For the rest of the back story, told in delightful detail, I visited the Hergé Museum on a trip to Brussels last spring. The building, designed by Pritzker Prize-winning architect Christian de Portzamparc, opened in 2009 in Louvain-la-Neuve. Its two elevated, block-shaped wings are decorated with a giant, full-color frame from the Tintin strip.
A causeway leads inside where visitors claim audio tours or cellphone apps — available in English — to guide them through displays on seemingly every aspect of the artist's life and work, from his creation of Totor, a proto-Tintin, for a Boy Scout magazine in the 1920s, to his midlife crisis in the late 1950s, marked by nightmares in white that inspired the snowy Himalayan backgrounds of "Tintin in Tibet."

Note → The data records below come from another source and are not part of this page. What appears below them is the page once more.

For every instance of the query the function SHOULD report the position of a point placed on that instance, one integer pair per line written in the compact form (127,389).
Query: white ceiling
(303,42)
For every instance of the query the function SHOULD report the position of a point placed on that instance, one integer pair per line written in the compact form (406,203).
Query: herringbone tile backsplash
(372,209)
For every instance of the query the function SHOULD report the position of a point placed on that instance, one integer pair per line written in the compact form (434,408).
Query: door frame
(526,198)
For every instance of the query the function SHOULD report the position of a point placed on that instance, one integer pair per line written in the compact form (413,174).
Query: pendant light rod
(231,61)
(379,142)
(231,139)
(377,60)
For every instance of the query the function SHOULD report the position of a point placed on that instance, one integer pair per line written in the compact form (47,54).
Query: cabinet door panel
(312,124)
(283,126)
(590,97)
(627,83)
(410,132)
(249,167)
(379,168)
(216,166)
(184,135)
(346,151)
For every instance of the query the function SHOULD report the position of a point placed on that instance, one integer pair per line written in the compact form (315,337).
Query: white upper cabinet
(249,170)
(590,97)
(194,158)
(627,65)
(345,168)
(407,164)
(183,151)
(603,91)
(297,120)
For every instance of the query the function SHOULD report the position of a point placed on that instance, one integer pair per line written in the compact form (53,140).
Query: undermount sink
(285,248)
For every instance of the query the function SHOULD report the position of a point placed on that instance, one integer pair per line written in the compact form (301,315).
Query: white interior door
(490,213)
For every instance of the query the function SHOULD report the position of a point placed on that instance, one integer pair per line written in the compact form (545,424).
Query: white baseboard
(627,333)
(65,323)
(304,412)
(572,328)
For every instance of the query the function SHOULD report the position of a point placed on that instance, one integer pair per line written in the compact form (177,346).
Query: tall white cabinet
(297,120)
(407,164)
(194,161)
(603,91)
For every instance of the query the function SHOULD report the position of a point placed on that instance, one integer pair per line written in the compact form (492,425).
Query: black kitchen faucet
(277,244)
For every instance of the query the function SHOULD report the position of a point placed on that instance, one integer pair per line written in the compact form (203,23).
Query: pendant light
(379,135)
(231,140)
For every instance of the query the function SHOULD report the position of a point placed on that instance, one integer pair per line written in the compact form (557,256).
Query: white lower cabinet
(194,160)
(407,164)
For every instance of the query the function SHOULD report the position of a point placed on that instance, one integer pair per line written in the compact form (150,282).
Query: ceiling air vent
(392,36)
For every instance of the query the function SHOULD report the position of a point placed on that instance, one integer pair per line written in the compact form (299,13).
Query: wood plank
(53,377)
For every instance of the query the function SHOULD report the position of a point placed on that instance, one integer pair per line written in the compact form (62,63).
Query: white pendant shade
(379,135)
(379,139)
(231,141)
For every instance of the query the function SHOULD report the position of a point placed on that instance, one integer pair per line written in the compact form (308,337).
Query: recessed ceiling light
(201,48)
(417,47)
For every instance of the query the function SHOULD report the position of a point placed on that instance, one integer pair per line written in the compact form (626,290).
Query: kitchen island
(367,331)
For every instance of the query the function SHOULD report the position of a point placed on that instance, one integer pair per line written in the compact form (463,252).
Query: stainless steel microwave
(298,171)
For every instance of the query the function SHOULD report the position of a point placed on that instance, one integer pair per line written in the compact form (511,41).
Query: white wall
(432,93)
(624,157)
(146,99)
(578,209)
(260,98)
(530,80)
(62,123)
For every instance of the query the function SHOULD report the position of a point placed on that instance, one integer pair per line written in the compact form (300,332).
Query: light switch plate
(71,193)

Even casual visitors come away with a heightened appreciation of Hergé's style, known as ligne claire, or clear line, for its bold delineation and comic book innovations, including refinement of the speech bubble and cliff-hanger. I learned, as well, about film and TV adaptations of the strip that came before the new motion-capture movie, none of them wholly pleasing to Hergé, who near the end of his life told a biographer that Spielberg was the only director capable of bringing Tintin to the screen.
Other exhibits study the sources for Hergé's plots, often drawn from the news of the day, and his penchant for deep research that gives plausibility to adventures that took the hero to the ocean bottom in a submarine and landed him on the moon in a space capsule 16 years before Apollo 11.
But Blundering Bazookas! It turns out Hergé preferred cats to dogs. Obviously, he never met one like Snowy.